Before the feet of the menacing army sprang tongues of flame, small at first, but growing larger as light gathered in streamers, coalescing in a great wheel overhead.

The violin no longer spoke alone. Voices joined, at first in whispers, then in songs—I heard the children of Nôtre Dame—and then instruments added one by one.
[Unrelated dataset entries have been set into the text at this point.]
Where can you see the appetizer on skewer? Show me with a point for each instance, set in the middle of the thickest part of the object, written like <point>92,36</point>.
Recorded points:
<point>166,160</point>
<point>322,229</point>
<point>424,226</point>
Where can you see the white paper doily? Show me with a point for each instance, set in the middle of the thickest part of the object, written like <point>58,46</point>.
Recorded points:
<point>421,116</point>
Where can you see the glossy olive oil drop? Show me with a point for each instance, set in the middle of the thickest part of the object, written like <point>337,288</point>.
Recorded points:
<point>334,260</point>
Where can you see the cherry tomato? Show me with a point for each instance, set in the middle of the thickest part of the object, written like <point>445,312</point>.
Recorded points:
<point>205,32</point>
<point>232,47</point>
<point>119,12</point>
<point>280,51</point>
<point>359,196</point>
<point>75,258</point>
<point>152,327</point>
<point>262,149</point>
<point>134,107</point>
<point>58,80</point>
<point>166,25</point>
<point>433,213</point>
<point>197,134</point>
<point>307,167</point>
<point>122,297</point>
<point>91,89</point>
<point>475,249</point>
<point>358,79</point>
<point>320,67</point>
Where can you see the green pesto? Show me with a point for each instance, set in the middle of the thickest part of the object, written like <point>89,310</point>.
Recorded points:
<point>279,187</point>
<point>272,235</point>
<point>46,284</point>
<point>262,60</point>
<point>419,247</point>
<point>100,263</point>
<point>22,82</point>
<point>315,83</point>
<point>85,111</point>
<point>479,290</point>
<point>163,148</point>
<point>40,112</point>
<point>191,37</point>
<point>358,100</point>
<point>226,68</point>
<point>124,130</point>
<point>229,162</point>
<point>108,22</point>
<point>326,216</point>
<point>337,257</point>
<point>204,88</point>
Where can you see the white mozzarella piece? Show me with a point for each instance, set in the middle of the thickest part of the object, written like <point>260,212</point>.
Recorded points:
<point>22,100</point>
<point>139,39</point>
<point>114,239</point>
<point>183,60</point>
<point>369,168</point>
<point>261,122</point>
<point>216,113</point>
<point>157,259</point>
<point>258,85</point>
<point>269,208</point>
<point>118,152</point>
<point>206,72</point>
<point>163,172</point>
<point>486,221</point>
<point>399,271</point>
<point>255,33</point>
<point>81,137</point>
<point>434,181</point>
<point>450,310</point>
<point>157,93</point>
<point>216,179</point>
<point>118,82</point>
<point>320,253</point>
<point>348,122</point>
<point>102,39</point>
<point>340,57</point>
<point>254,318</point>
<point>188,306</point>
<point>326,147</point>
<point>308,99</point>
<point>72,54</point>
We heard Mozart’s mighty choirs, all the way from Vienna.

Those who walked through this part of the Nasdrafus striving against the tide of violence gave their strength to Mord, forming their own army of harmony until the music broke the limits of sound and spread to the horizon, the music of the spheres, beyond beauty and beyond anguish, but partaking of both. We are finite vessels and cannot hold that much glory without burning up, but even so I exerted mind, heart, and spirit to hold the glory.

But it slipped away, because one thing we cannot control is time.

I don’t know when the demons vanished. I only knew that we reached Nôtre Dame and Mord was still playing, though the violin glowed, runnels of flame blue along the bow, the joins of the instrument incandescent.